Carrying two 5-pound weights while walking up and down the stairs will typically let you burn more than 100 calories.

Wilczek recommends using some tools to help track your activity. At a website like healthstatus.com, you can type in your weight, then enter the activity you're doing and how long you did it. The site then calculates how many calories you burned.

Mundane chores can add up. Shopping for a half-hour burns 80 calories. Putting those groceries away can burn another 90 calories.

Just as important as tracking how much you burn is tracking how much you take in.

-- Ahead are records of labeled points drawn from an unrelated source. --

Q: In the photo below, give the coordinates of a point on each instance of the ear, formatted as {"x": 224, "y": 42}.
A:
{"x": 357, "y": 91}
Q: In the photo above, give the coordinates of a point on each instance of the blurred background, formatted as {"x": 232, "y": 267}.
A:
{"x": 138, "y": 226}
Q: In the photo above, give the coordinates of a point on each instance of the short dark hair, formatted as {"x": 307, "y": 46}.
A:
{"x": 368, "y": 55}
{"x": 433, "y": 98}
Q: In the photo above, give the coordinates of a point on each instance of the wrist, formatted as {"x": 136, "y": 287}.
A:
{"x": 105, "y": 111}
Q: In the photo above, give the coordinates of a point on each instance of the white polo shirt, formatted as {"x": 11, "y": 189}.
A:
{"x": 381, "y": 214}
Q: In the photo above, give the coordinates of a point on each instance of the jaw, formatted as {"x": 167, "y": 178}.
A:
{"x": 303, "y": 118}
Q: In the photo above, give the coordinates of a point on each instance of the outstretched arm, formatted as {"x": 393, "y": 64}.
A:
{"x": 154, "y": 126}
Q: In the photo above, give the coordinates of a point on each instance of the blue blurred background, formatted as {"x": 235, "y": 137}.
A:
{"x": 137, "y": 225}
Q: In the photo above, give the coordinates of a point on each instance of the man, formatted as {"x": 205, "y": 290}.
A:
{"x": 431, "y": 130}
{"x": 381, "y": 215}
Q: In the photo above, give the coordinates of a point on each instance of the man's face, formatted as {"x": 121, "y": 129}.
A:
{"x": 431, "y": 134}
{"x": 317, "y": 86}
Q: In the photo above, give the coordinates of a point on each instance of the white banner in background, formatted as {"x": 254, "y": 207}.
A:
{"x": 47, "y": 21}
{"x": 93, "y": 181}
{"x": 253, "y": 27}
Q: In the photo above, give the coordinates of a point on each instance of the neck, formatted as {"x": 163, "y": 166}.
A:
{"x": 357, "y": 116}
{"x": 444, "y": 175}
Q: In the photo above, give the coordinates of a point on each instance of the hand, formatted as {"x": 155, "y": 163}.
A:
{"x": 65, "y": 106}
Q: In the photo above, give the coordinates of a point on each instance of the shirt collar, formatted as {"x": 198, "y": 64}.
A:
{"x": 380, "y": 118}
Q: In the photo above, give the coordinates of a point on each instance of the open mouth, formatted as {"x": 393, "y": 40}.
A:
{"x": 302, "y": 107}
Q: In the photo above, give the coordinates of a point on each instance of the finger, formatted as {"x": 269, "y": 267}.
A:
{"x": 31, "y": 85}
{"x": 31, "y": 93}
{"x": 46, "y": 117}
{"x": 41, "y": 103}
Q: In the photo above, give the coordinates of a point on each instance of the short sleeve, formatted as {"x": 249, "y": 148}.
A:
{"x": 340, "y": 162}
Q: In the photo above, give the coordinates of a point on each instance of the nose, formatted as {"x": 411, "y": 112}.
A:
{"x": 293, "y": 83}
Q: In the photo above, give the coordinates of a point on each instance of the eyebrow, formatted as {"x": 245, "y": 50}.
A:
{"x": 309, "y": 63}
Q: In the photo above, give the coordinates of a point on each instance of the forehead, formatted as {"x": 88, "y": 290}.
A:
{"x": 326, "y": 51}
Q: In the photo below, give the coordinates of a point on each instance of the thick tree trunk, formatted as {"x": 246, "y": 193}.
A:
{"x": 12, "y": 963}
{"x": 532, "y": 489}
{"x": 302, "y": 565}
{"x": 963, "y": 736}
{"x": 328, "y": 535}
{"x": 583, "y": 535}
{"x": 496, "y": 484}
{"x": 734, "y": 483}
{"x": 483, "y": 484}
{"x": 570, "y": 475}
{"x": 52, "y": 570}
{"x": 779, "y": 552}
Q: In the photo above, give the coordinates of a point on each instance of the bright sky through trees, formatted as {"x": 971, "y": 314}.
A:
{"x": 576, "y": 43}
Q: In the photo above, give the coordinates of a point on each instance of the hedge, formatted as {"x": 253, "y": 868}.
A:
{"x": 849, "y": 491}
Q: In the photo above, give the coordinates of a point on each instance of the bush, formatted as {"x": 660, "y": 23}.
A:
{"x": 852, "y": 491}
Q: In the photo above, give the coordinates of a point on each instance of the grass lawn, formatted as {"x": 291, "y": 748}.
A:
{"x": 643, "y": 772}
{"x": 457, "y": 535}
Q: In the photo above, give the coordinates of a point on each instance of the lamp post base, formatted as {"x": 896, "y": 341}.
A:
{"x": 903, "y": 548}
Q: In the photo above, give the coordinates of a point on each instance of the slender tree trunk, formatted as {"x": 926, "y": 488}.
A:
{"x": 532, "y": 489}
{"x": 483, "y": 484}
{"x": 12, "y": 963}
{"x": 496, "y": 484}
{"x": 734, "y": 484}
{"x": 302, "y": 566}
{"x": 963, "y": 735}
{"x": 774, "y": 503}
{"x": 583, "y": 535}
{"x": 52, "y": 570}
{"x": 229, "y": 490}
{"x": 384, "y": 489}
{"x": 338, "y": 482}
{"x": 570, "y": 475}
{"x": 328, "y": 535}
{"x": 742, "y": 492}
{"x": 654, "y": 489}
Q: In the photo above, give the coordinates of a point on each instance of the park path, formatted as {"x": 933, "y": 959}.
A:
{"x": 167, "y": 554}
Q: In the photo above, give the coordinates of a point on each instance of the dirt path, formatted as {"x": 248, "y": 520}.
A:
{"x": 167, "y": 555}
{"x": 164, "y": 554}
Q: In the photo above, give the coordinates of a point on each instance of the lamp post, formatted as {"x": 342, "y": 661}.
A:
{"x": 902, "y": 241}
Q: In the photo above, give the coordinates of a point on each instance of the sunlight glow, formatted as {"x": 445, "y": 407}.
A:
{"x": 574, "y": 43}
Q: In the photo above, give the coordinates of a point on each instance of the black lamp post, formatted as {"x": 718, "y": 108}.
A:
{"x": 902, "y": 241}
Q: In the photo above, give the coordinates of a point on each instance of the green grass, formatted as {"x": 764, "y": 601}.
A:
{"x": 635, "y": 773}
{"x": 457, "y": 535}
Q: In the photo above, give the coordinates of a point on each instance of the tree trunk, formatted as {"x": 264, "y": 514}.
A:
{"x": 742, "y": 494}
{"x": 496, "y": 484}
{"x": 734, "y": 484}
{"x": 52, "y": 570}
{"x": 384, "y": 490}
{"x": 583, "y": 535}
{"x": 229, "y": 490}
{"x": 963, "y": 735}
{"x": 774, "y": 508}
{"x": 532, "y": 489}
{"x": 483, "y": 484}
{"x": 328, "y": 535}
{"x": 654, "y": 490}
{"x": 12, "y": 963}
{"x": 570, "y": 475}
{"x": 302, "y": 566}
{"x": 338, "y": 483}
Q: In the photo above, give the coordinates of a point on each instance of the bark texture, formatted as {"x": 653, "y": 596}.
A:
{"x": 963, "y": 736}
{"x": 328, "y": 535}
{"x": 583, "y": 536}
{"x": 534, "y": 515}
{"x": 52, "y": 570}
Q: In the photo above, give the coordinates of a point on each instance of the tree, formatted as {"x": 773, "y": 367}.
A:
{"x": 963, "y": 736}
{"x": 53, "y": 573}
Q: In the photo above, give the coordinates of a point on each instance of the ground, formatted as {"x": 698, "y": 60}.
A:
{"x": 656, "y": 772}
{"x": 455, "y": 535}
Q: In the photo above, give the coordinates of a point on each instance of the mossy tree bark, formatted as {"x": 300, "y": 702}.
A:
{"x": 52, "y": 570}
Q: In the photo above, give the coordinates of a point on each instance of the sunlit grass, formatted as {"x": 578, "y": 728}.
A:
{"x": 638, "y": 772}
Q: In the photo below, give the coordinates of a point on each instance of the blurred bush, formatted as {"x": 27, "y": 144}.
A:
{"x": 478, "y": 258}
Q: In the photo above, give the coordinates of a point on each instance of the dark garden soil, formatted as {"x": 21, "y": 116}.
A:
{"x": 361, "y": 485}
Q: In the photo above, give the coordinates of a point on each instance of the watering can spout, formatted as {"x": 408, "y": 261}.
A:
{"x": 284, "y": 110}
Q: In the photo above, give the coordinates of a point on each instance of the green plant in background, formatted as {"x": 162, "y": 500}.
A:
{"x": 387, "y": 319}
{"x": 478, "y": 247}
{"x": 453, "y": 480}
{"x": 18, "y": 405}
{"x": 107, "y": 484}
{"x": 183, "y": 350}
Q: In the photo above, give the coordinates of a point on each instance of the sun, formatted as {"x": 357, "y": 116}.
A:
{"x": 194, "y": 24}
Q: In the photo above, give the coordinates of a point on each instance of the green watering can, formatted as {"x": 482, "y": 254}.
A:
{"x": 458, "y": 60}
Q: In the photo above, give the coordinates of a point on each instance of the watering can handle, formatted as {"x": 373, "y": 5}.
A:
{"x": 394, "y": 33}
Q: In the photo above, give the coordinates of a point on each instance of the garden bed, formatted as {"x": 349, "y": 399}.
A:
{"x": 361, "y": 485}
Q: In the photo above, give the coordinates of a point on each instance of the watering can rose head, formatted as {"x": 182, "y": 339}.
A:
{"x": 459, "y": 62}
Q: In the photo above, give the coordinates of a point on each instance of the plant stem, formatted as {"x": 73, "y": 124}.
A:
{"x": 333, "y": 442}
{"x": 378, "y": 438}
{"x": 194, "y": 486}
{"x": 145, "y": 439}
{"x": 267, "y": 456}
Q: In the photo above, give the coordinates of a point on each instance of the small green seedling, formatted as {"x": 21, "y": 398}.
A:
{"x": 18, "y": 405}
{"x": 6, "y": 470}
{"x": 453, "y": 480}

"I always recommend that my clients for a month, maybe longer, keep a food diary," Wilczek said.

Food calorie counts can be easily found online. For example, a medium-sized banana is 60 calories, while a plain bagel can add up to 300 calories.

Wilczek said it can also be easy to exercise while doing other things, like watching TV or taking care of a baby. Lifting lightweight dumbbells for 30 minutes burns another 117 calories.

If you start doing more exercise, though, Wilczek warned to not overdo it. Stretch between sets and start out slow.

"You don't want to do too much too soon," she said. "That causes people to be discouraged. They hurt too much, and they don't want to come back."

Different exercised can have different results. Wilczek said a lower-body workout burns more calories than an upper-body one. She said she's a big fan of squats, recommending three sets of 15 while holding 5-pound weights.

A 125-pound person can burn 55 calories while doing squats with 5-pound weights for five minutes. A 140-pound person who does two sets of squats at five minutes per set can burn 88 calories. Adding light weights bumps that up to 121 calories.

Beginners can start with leg lifts while sitting on the edge of an ottoman or chair, Wilczek said, adding that ankle weights can be added later.

Surveys have shown that more than 40 percent of Americans own a piece of exercise equipment, but the percentage who actually use the equipment is much lower. But Wilczek said home exercise machines can provide a quick and efficient way to burn calories.

"For burning calories, do it 15 minutes in the morning, 15 minutes at night," she said. "That's OK. You're burning those calories. That's what it's all about."

Spending 15 minutes on a Stairmaster will burn about 108 calories. Hit it again in the evening to shed another 108 calories.

At work, you can carve off calories by taking a five-minute walk every hour, adding up to 40 minutes by the end of the day and another 100 calories burned.

Free pedometer apps for smartphones can show you how many steps you take, how fast you walked and how many calories you burned. A brisk walk for 30 minutes can burn 150 calories.

Wilczek said the key is to consider both what you eat and what you do. Plan ahead, ideally working out your diet and exercise the night before.